You will have to decide, though, because soon after you buy your computer you either realise that you will need a printer too, or find that you have friends who need one and will harass you at parties for advice.
Money is the crudest way of deciding between printer types, but it is also spot- on - you get what you pay for. The technical differences between laser printers and inkjets - also called bubblejets - are real and potentially significant, but they boil down to the cost.
A black-and-white inkjet printer like Hewlett-Packard's 520 or Apple's Stylewriter II will cost you about pounds 200. The cheapest laser printers from those two companies are Hewlett-Packard's Laserjet 4L and the Apple Personal Laserwriter 300 at about pounds 500 each.
Your first thought may be that inkjets do not print as well as laser printers, but this is not quite true. At this price, laser printers produce the image of the page you are printing at 300 dots per inch and inkjets at 360dpi. In addition, inkjets work by squirting ink at the page and they smudge slightly, enough to have the dots run into each other and give the illusion of higher resolution because there are fewer jagged edges.
Laser printers charge each sheet of paper electrically and then the laser beam decharges certain areas, picking off the bits where you do not want ink. When toner is laid down on to the paper it sticks to the charged areas in one smooth operation. No charge, no ink. This difference in precision can make text look better on inkjets, but graphics look better on laser printers. And the output depends greatly on when you print. It is not that there is some witching hour, but you will notice a drop-off in print quality produced from an inkjet cartridge over time.
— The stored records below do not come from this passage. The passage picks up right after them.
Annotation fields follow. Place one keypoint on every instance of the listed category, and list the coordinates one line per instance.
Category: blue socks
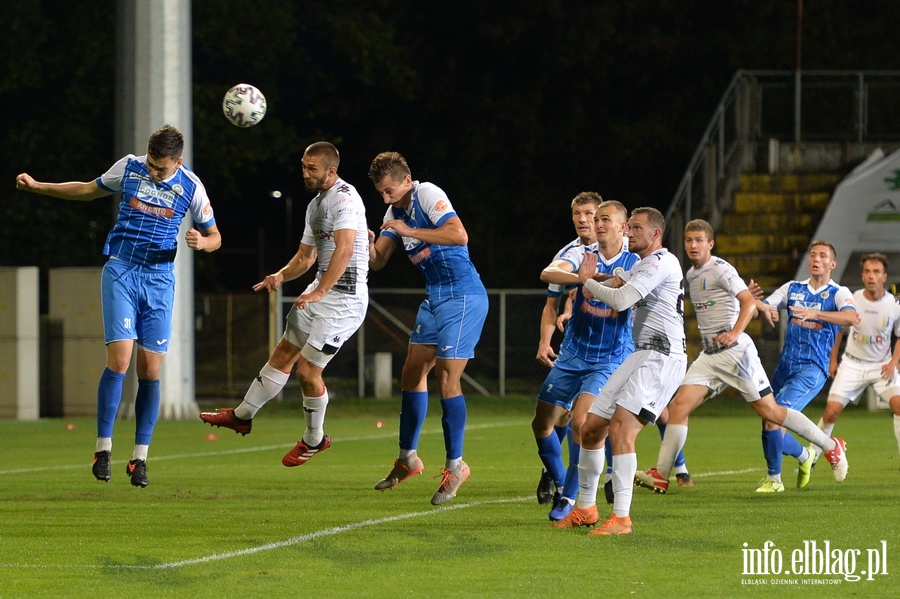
(109, 395)
(773, 442)
(550, 452)
(413, 409)
(453, 421)
(146, 410)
Inkjet models have problems with graphics which have large areas of solid black. When the pages come out, the black area is so saturated with ink that it looks sodden. It does not feel wet, but the page is bent out of shape and can look dreadful. Laser printers might not manage the strength of black in the picture, but you will not get that problem.
You also will not use up so much ink. The cartridges in inkjet printers are not expensive, costing about pounds 17 or so, but you get through them quickly. There are no definitive figures for the amount of use you will get out of a printer and ink supply, but Hewlett-Packard expects typical inkjet printer usage to be about 1,000 pages a month.
Depending on the type of work you print, you should budget to use at least one cartridge doing that. Laser printers, similarly, do not have figures for the number of pages you will get from the toner cartridges they use, but basic models are rated at about 8,000 pages a month. Toner cartridges cost about pounds 80. Again, depending on the type of page you print, you could use one a month.
But at that level, and especially if you go beyond these usage figures, the companies will return your askance look should anything break down. It is fairly easy to reach the inkjet's maximum page count, but not the laser one. So the inkjets will cost you more per page and will take a lot longer to print those pages.
Although the inkjet may seem the most obvious choice because of its cheapness, in practice you are often better off going for a laser printer because of the running costs. But pounds 300 is a big difference if you find that you only print out the odd letter every other month.
And if you ever fancy printing out in colour, do not go near laser printers. A year ago you would have had to pay pounds 16,000 for a colour laser printer. They have since come down to pounds 6,000 and upwards, although the image quality has not improved to the same degree. Photographic quality colour print-outs need a printer based on thermal wax technology, but, while available, these are far less common than inkjets or monochrome laser printers and tend to be expensive.
If you just need a blue logo or a red and green pie-chart, a colour inkjet printer will do the job very well and cost about pounds 270 to pounds 300. You get the same considerations about initial cost and then subsequent consumable prices, but the gap between the cost of colour inkjet and laser printers means there is no comparison.
There is an extra problem, specific to colour inkjets, and that concerns black- and-white printing. No matter what you buy the printer for, you will end up printing mostly in black and white: normal correspondence, invoicing and so on. Many colour inkjets produce black by mixing other colours and squirting the lot out at once. This makes more for a brown than a black, so the better system is where you have three colour ink cartridges and one separate pure black one.
There is also an argument for getting paper produced specifically for the printer you buy. All printers will print out on anything, but certain types of paper will look better and certain overhead projector acetate sheets will turn into molten plastic. Ask what the maker recommends you use. This will probably be more expensive: for instance, 200 sheets of A4 paper for a colour HP Deskjet 500C will cost you about pounds 18. Glossy paper can be pounds 35 to pounds 40 for just 50 sheets. No matter what you go for, it seems that they will get your money in the end.